Voor de derde keer deze ochtend loop ik scheldend en met grote gebaren de tuin in richting de vijver. Nuffig en oprecht verbaasd word ik aangekeken door de reiger die ik al eerder aan de rand van de vijver betrapte. Hij is op jacht naar mijn goudvissen die zich de hele zomer vet en vol hebben gegeten om straks de winter weer een beetje heelhuids te kunnen doorstaan. Daarnaast hebben ze dit jaar gezinsuitbreiding gehad: de vijver ziet bij de juiste lichtinval letterlijk zwart van de jonge vissen. Goudvissen worden namelijk zwart geboren en het duurt voor sommigen zelfs jaren voordat ze goud gaan kleuren. Die laatbloeiers hebben de meeste kans op overleven: ze zijn moeilijker te spotten voor de getrainde ogen van de reiger. Bezorgd sta ik gebukt over mijn vijver om te kijken wat er nog over is van mijn vissenfamilie. Maar niemand of niets durft nog uit de waterplanten of de modder tevoorschijn te komen. Goed zo, denk ik, Houd je maar mooi gedeisd allemaal. Dan valt mijn oog op iets vreemds in de hoek van de vijver. Een stekelige bol dobbert eenzaam tussen de grote bladeren van de waterlelie. In eerste instantie denk ik dat het een enorme uitgebloeide zonnebloem is, maar al snel snap ik waar ik naar kijk: een verdronken egel. Getver, hoe krijg ik die er nou weer een beetje hebbelijk uit? Heb ik nog ergens keukenhandschoenen liggen of worden die meteen lek geprikt door de stekels? Hoelang zou hij er al in liggen en is-ie eigenlijk nog wel van enige vaste substantie of zou hij in m’n handen uit elkaar glibberen als ik hem probeer op te pakken? En hoe erg zou het stinken? Ik voel nu al de walging van wat straks zal komen en merk ook dat ik er bang voor ben.

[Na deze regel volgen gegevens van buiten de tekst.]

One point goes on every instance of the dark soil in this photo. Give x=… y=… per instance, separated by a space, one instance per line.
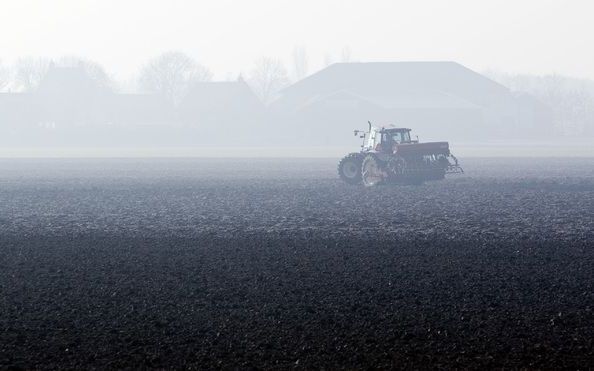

Terwijl ik op zoek ben naar een stevige plastic zak en handschoenen, bedenk ik dat een grote schep waarschijnlijk beter werkt om de egel op te vissen. Alleen al fijn omdat dan niet mijn hand de schep is, maar iets kunstmatigs waar ook nog eens een hele lange steel aan zit om het enge op grote afstand te houden. In de garage loop ik tegen nog iets beters aan: een grote kunststof hark die omgekeerd bijna een soort bak vormt. Met de hark in mijn hand loop ik door de herfstige tuin richting de vijver. Ineens realiseer ik me dat ik een dode egel heel eng vind, maar dode bladeren heel normaal. Ook de geur van rottend blad is vertrouwd en niet angstaanjagend. Komt het omdat de egel een zoogdier is dat ik het griezeliger vind? Drukt het me met mijn neus meer op mijn eigen sterfelijkheid dan de afgevallen herfstbladeren? En wat vreemd dat ik echt bang ben voor wat me in die vijver te wachten staat. Ik realiseer me dat het westerse leven zo weinig is doortrokken met zoiets gewoons als de dood. Het lijkt, als ik er zo over nadenk, wel een beetje op de tegenstander van Harrie Potter: Hij die niet genoemd mag worden. Voldemort is alom aanwezig, maar wee degene die zijn naam durft uit te spreken. Nee, forever young is wat we zoeken. Zo lang mogelijk mooi en gezond blijven, oud worden maar jong zijn, op de vlucht voor de enige zekerheid in het leven.
Na zoveel diepzinnigheid is het tijd om te handelen. Voorzichtig en met minder weerzin dat ik even daarvoor nog had, schep ik de egel op de hark. Voorzichtig leg ik de hark en de egel neer op de stenen en ben op slag ontroerd door wat ik zie. Nooit eerder heb ik van dichtbij een egel zo mooi kunnen waarnemen. Hij heeft een prachtig spits snoetje en vier stevige, eeltige maar bijna baby-roze voetjes. De natte vacht op zijn buik en flanken heeft dezelfde miniatuur puntjes gekregen als de stekels op zijn rug. En verder is het heel duidelijk dat hij er niet meer is. Ik moet denken aan het interview met Jan Geurtz (boeddhistisch leraar) dat ik deze week las in de Volkskrant. Hij zet daar zijn zienswijze uiteen over wat er van ons mensen overblijft na de dood. Niet je lichaam en niet je identiteit, maar hetgene dat onze gedachten waarneemt: het bewustzijn. En dan niet zozeer het individueel bewustzijn, maar het collectief bewustzijn. De zin van het leven is volgens hem, om te ontdekken dat je een druppel bent in die zee van collectief bewustzijn. Ik weet niet of egels ook bijdragen aan die oceaan, maar met zijn druppende pak heeft hij in ieder geval wat moois achtergelaten in die van mij.